Database Indexing: The Only Guide That Won't Make Your Queries Slower
Database indexing explained with real production war stories.
20+ years shipping large-scale distributed systems. Notes here come from systems that actually shipped.
Indexes make SELECT queries faster by reducing disk I/O. But every index slows down INSERT, UPDATE, and DELETE because the index must be updated too. The trick is to index only the columns used in WHERE, JOIN, and ORDER BY clauses — and never index blindly.
Think of a database index like the index at the back of a textbook. Without it, you'd have to flip through every page to find a topic (full table scan). With it, you jump straight to the right page. But every time you add a new page to the book, you also have to update the index — that's the write overhead.
I've seen a single missing index turn a 50ms API call into a 30-second timeout that took down a checkout service at 3am. The fix was one line of SQL. The cost of not having it was $40k in lost revenue. Database indexing is the single highest-leverage performance optimization you can make — and the easiest to screw up. Most developers either over-index (slowing writes to a crawl) or under-index (wondering why their queries are slow). After this guide, you'll be able to look at any slow query, identify the missing index, and know exactly when adding one will hurt more than help.
How B-Tree Indexes Actually Work (And Why They Fail)
The default index type in every major database is the B-tree. It's a balanced tree where each node holds a range of sorted keys, and leaf nodes point to the actual rows (or row IDs). The tree depth grows logarithmically with data size — a 1-billion-row table needs only about 4-5 levels. That's why a lookup is O(log n). But here's where it breaks: if your query doesn't match the leftmost prefix of the index, the B-tree is useless. A composite index on (a, b, c) can't speed up WHERE b = 5 — it'll fall back to a full scan. I've seen this bring down a reporting dashboard because the WHERE clause filtered on the second column. The fix: either reorder the columns or create a separate index on b.
When to Use Partial Indexes (And When Not To)

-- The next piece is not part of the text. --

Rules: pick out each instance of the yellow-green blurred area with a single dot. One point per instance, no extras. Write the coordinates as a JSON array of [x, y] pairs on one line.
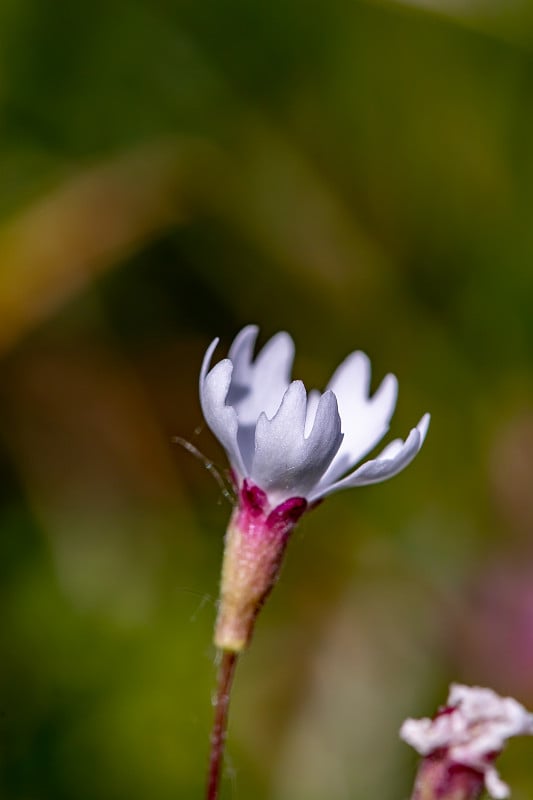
[[361, 175]]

A partial index indexes only a subset of rows — those matching a WHERE condition. This shrinks the index size and reduces write overhead. I use them constantly for soft-delete patterns: index only WHERE deleted_at IS NULL. The index is 10x smaller, writes are faster, and queries for active records are still instant. But partial indexes have a gotcha: the query planner only uses them if your query's WHERE clause is a superset of the index's condition. If you index WHERE status = 'active' and query WHERE status = 'active' AND created_at > '2024-01-01', it works. But if you query WHERE status IN ('active', 'pending'), it won't use the partial index — it'll fall back to a full scan. Always match the condition exactly.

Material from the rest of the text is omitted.